Question

Extracting genomic sequences using agat and bedtools yields different results

0

Entering edit mode

maximilian.beikirch • 0

@c689138e

Last seen 9 days ago

Germany

Hello,

I have a problem that I can just not wrap my head around. I am new to bioinformatics (coming from a computer science background), so I might have overlooked something really obvious.

I have a couple of genes that I need to get the 1500 base pairs upstream and the first 500 bases of (so 2000 bases in total). I then want to find motifs in those sequences. I want to do so using FIMO and MAST from the MEME suite. For this reason, I want my output to be formatted appropriately, as this facilitates downstream processing of the resulting gff3 files.
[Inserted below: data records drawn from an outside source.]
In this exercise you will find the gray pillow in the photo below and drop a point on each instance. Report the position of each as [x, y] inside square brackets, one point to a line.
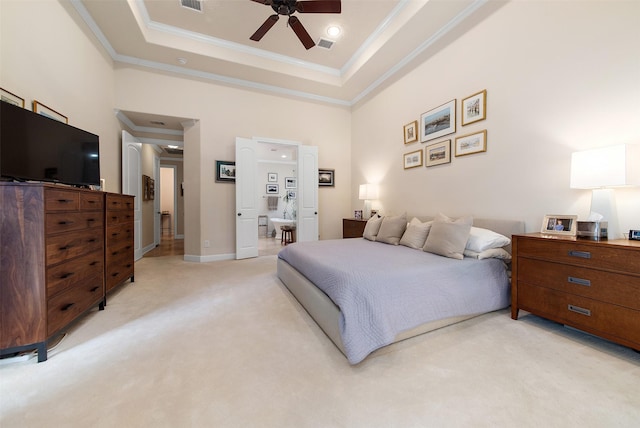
[416, 234]
[372, 227]
[448, 238]
[391, 229]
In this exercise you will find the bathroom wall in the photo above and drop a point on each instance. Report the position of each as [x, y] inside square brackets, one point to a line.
[282, 170]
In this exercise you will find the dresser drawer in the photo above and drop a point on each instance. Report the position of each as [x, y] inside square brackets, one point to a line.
[118, 271]
[118, 217]
[610, 257]
[61, 200]
[623, 290]
[66, 306]
[607, 320]
[70, 245]
[119, 233]
[75, 271]
[67, 222]
[91, 202]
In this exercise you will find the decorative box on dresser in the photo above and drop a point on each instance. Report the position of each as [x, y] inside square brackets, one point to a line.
[119, 239]
[51, 261]
[593, 286]
[353, 227]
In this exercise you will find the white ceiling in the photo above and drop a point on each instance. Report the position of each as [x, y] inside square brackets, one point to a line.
[380, 40]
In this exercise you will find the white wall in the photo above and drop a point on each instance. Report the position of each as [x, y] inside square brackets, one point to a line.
[560, 77]
[48, 55]
[223, 113]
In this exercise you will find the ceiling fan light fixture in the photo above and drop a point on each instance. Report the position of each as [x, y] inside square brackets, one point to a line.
[333, 30]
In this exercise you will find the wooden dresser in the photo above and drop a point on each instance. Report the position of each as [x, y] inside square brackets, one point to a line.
[353, 228]
[119, 240]
[51, 261]
[593, 286]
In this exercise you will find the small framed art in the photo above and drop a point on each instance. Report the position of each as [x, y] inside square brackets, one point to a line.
[42, 109]
[272, 189]
[474, 108]
[326, 177]
[413, 159]
[438, 122]
[556, 224]
[438, 153]
[11, 98]
[411, 132]
[472, 143]
[225, 171]
[290, 182]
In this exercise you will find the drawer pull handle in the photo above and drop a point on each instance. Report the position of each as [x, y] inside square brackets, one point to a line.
[581, 254]
[579, 281]
[579, 310]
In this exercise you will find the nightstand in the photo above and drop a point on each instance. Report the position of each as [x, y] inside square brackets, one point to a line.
[593, 286]
[353, 228]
I obtained the genome and the annotation from here and here, respectively.

As for the tooling in this example, conda install agat bedtools should suffice.
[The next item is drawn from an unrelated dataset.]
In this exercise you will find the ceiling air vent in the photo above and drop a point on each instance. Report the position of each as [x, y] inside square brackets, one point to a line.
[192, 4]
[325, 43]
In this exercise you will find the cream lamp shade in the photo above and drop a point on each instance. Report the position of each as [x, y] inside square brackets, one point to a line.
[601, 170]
Then, in approach A, I am retrieving the sequences like this:

agat_sp_filter_feature_from_keep_list.pl --gff ../reference_dbs/Homo_sapiens.GRCh38.111.gff3 --keep_list output_human/genes_trafo -a Name -o output_human/output_trafo.gff3

sed -i.old '1s;^;##seqid  source  type    start   end     score   strand  phase   attributes;' output_human/output_trafo_genesonly.gff3

agat_sp_extract_sequences.pl -g output_human/output_trafo.gff3 -t gene -f ../reference_dbs/Homo_sapiens.GRCh38.dna_sm.primary_assembly.fa --output output_human/sequences_from_paper_genes.fa
python reformat_fasta.py  -i output_human/sequences_from_paper_genes.fa -o output_human/sequences_from_paper_genes_stripped.fa
agat_sp_extract_sequences.pl -g output_human/output_trafo.gff3 -t gene -f ../reference_dbs/Homo_sapiens.GRCh38.dna_sm.primary_assembly.fa --output output_human/sequences_from_paper_genes_1500up.fa --up 1500
python reformat_fasta.py  -i -t 2000 output_human/sequences_from_paper_genes_1500up.fa -o output_human/sequences_from_paper_genes_1500up_500down.fa

where for the purposes of just a minimal example, output_human/genes_trafo just contains

ABCA9
ABLIM3
ABTB2
ACSL1
ADAMDEC1
ADAR
ADM
AHNAK2
AIM2
AKT3

A short check with ensemble (which appears to be non-functional at the moment) suggested that those sequences are correct. The problem is that the header is not formatted properly, so the output from MEME would not contain absolute coordinates, making downstream processing much harder.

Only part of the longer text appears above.